Women are taking over Wilton’s Music Hall for a four-day festival to “put the gender balance” into traditional south Asian performance culture.

East London Advertiser: Iconic auditorium of Wilton's, the oldest surviving music hall in the country, possibly the world. Picture: Wilton'sIconic auditorium of Wilton's, the oldest surviving music hall in the country, possibly the world. Picture: Wilton's (Image: Wilton's)

The ‘Women in Music’ festival is being staged at Whitechapel’s iconic Grade II-listed Wilton’s, the oldest surviving music hall in the country.

It opens on Monday with a conference at 2.30pm on inequality in the Asian music industry, with women from the arts world, finance, funding and the music business brought together by Sama arts network.

The arts of South Asia are male-dominated, given the patriarchal framework of the cultures, the arts network points out. This needs “the occasional intervention to give women artists their due”, it says.

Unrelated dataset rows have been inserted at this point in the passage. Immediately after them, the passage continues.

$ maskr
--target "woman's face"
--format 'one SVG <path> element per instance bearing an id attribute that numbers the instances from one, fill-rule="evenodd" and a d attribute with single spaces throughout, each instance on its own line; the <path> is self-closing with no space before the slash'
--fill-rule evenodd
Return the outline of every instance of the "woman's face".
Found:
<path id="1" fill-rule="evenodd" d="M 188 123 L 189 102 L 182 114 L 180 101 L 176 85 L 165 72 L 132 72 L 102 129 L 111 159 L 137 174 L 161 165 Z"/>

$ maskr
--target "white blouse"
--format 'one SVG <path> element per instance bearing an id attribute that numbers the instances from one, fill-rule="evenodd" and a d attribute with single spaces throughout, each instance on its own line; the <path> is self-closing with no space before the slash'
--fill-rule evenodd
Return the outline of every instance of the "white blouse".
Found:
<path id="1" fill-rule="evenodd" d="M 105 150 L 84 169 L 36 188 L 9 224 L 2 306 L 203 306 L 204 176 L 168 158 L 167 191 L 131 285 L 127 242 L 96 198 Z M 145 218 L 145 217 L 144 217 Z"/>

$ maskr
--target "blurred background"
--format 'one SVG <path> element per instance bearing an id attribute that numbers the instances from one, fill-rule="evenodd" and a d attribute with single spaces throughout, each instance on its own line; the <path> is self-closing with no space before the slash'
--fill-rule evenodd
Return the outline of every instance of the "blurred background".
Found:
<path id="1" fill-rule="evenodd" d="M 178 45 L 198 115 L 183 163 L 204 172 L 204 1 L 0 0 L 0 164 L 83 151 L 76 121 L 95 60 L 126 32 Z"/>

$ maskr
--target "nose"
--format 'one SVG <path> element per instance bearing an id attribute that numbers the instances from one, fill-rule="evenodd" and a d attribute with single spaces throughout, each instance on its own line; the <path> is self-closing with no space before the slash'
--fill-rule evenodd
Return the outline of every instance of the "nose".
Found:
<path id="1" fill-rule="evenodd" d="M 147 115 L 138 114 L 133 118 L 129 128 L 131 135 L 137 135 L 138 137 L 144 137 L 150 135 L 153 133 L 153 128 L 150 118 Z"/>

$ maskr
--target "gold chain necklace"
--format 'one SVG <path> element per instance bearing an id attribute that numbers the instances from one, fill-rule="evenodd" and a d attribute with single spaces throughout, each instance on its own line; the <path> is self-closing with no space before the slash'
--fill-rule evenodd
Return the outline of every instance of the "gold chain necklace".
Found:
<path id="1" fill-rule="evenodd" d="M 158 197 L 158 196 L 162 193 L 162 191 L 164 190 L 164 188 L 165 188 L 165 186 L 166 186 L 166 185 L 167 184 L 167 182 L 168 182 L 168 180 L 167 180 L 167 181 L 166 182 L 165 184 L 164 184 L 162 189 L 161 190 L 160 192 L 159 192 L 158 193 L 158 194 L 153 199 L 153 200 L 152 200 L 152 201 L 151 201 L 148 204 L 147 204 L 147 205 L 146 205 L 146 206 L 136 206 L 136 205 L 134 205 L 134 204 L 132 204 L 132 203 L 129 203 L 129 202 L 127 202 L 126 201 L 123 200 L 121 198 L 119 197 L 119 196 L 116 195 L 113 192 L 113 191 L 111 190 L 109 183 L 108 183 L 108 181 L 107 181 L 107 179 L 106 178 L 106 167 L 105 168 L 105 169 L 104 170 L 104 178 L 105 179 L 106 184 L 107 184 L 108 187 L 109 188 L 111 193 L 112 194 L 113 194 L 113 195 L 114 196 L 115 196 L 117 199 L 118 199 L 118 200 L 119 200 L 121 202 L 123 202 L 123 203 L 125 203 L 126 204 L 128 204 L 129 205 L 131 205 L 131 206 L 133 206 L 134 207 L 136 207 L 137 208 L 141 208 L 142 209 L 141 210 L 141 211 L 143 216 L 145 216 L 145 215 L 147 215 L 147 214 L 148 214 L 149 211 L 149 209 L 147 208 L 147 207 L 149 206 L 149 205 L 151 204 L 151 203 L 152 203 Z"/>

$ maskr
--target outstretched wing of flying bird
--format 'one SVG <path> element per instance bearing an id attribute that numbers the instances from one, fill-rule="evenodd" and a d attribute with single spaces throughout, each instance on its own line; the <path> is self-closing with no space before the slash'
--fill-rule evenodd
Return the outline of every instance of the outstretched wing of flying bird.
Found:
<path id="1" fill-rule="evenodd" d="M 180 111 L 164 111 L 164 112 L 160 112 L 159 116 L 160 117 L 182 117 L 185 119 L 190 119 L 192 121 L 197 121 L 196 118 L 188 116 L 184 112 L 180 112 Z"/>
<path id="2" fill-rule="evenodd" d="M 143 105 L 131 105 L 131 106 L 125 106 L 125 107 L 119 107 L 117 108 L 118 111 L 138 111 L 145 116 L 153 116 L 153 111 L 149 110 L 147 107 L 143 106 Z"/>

Tough questions about the role of women in British Asian communities are being asked through music about traditional perceptions of gender roles.

Monday’s conference at the music hall in Grace’s Alley, off Cable Street, is followed by four evening concerts from August 13 to 16 at 7.45pm.

Events include pianist and composer Zoe Rahman and Royal College of Music professor Patricia Rozario, acclaimed in jazz, contemporary and classical fields.